Visit www.neelabakoretutorials.in for a well planned road map to help students score 360 marks in NEET Biology. Please share with those appearing for NEET.
prof. I would like to request you if you can upload some videos on how to read the phylogenetic tree and different types of selection in detail! I will appreciate it.
Maam I have a question how we decide which sequence should be der in a dna probe ??? Or if we take any random sequence how can v be sure that this random sequence is also present in our dna fragmets....
Visit www.neelabakoretutorials.in for a well planned road map to help students score 360 marks in NEET Biology. Please share with those appearing for NEET.
Hi mam.. I think u went wrong about this topic. Isoelectric focusing is used only in 2DGE but here we have only 1DGE process which is only based on electrophoretic mobility of nucleic acids which don't require pI .. as it has common surface negative charge.please go through it once again
Good evening ma'am. Your teaching is very excellent but I'm getting confused about sequential steps. Which step is first 2nd,3rd and so on especially in biotechnology. Please Clarify it madam.

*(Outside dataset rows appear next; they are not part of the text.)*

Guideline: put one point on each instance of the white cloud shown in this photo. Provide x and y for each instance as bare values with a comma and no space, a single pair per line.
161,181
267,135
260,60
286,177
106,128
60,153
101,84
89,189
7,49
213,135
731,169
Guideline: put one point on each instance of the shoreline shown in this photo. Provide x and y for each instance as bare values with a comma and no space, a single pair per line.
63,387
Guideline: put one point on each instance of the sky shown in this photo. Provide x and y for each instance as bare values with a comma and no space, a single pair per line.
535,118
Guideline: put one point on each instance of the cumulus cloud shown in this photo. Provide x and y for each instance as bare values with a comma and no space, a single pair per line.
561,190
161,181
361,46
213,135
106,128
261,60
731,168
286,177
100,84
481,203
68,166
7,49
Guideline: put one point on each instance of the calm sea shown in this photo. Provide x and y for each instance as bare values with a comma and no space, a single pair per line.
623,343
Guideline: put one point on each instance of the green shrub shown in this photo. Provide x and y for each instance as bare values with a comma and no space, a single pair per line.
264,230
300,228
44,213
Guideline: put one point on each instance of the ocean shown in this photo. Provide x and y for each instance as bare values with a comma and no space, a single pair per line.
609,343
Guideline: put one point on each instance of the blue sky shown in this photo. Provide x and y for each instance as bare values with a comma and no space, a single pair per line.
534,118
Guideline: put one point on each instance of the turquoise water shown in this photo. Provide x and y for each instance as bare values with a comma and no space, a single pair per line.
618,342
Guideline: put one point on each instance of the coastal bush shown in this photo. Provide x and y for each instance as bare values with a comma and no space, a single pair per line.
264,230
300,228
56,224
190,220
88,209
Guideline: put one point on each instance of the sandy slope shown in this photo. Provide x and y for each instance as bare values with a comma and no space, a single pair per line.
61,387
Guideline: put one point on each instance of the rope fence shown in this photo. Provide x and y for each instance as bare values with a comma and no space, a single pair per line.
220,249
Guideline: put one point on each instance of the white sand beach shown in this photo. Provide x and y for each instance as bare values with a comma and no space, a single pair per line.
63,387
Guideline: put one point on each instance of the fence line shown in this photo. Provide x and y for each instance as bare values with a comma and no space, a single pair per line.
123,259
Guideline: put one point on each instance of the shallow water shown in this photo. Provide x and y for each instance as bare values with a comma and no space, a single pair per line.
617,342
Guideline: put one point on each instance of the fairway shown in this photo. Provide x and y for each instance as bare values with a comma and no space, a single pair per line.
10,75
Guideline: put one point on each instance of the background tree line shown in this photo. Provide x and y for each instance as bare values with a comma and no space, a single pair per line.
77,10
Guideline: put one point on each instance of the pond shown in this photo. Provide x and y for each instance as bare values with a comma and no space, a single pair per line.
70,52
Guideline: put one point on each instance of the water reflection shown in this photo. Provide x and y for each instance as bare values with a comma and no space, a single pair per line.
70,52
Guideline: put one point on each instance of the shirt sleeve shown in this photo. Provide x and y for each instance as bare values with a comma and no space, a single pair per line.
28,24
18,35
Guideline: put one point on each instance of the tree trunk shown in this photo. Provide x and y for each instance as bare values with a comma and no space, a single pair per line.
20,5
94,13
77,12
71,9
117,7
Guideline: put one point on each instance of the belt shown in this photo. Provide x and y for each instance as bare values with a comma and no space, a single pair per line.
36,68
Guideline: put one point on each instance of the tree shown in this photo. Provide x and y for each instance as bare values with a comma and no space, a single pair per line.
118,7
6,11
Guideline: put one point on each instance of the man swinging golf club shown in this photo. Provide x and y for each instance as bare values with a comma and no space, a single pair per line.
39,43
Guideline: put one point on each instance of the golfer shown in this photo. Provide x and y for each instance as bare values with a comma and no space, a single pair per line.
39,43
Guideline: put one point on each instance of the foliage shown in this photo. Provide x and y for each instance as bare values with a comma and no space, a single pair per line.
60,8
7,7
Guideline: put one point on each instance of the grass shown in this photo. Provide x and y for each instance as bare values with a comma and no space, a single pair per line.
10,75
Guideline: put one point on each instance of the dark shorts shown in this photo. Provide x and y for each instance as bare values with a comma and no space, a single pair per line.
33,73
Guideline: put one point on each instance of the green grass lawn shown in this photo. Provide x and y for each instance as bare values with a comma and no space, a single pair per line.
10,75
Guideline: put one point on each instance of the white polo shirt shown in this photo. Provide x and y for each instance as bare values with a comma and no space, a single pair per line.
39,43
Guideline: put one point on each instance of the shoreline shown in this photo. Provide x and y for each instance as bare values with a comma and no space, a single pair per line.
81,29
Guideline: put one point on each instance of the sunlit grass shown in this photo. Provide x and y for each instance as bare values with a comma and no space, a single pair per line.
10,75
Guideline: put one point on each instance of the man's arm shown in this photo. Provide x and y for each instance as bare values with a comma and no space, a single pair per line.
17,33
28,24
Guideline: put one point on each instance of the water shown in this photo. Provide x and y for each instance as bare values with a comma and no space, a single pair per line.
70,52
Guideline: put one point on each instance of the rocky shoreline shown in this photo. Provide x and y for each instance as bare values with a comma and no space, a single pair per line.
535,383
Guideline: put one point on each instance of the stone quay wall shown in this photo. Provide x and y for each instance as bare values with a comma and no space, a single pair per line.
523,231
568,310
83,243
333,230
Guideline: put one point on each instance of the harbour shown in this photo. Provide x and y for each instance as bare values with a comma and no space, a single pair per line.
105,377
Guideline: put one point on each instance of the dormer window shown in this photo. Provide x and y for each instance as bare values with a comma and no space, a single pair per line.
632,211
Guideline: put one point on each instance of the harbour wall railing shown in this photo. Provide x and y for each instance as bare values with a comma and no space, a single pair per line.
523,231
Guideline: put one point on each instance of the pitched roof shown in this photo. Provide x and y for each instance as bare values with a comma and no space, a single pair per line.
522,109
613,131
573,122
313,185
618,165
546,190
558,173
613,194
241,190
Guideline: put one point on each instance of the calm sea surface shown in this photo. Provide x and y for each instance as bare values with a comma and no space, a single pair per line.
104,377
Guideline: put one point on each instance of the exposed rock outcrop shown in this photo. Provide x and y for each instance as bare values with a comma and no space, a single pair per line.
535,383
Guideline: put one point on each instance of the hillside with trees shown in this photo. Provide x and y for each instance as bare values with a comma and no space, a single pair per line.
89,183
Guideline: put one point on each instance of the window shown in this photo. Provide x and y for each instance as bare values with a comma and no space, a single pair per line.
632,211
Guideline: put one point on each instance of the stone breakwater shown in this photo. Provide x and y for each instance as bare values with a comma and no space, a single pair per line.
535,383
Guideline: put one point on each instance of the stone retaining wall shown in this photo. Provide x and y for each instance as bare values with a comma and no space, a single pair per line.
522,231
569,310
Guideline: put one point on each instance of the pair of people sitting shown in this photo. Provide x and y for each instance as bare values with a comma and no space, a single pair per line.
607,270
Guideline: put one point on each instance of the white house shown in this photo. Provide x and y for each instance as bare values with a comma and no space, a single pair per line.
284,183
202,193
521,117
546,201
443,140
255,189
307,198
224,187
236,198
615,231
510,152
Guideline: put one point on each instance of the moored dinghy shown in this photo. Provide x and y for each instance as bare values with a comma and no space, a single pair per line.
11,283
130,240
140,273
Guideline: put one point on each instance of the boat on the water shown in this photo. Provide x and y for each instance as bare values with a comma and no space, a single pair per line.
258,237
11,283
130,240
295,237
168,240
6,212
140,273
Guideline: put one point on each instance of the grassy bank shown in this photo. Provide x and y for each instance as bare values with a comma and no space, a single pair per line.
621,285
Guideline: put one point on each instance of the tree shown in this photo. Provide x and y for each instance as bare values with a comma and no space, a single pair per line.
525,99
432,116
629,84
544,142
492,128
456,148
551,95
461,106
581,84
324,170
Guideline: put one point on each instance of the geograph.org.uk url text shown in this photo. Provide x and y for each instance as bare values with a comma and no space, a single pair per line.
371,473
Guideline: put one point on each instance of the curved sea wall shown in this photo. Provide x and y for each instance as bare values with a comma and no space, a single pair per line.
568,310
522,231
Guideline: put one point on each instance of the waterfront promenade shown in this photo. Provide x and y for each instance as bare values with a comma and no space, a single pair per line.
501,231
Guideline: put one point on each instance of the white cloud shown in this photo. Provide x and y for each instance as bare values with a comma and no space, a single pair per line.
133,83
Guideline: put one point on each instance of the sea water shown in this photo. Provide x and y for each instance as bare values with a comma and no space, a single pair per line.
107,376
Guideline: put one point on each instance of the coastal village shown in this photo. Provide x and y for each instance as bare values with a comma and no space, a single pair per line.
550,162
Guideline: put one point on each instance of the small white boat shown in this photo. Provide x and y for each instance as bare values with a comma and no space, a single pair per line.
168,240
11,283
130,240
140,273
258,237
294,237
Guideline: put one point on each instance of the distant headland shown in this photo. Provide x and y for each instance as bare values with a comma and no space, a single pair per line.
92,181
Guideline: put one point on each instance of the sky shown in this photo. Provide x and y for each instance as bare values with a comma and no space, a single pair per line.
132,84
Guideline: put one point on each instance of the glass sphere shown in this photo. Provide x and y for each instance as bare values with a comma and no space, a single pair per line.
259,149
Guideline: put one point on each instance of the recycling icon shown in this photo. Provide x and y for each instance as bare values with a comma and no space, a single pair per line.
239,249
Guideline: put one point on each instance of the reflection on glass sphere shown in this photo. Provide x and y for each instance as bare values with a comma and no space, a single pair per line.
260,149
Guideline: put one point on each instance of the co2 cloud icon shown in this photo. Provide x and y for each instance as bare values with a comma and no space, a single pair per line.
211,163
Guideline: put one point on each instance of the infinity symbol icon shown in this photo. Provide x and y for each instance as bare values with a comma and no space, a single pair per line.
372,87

When separating DNA fragments vertically on the basis of Density Centrifugation, are large DNA molecules stay up in the agarose gel or they are gonna come down as happens in heavy density..?
Mam...i have a question..from transfer assembly the Effinity of both gel and nitrocellulose is less the DNA but From nitrocellulose DNA was not moved and from gel DNA was moved why??
Visit www.neelabakoretutorials.in for a well planned road map to help students score 360 marks in NEET Biology. Please share with those appearing for NEET.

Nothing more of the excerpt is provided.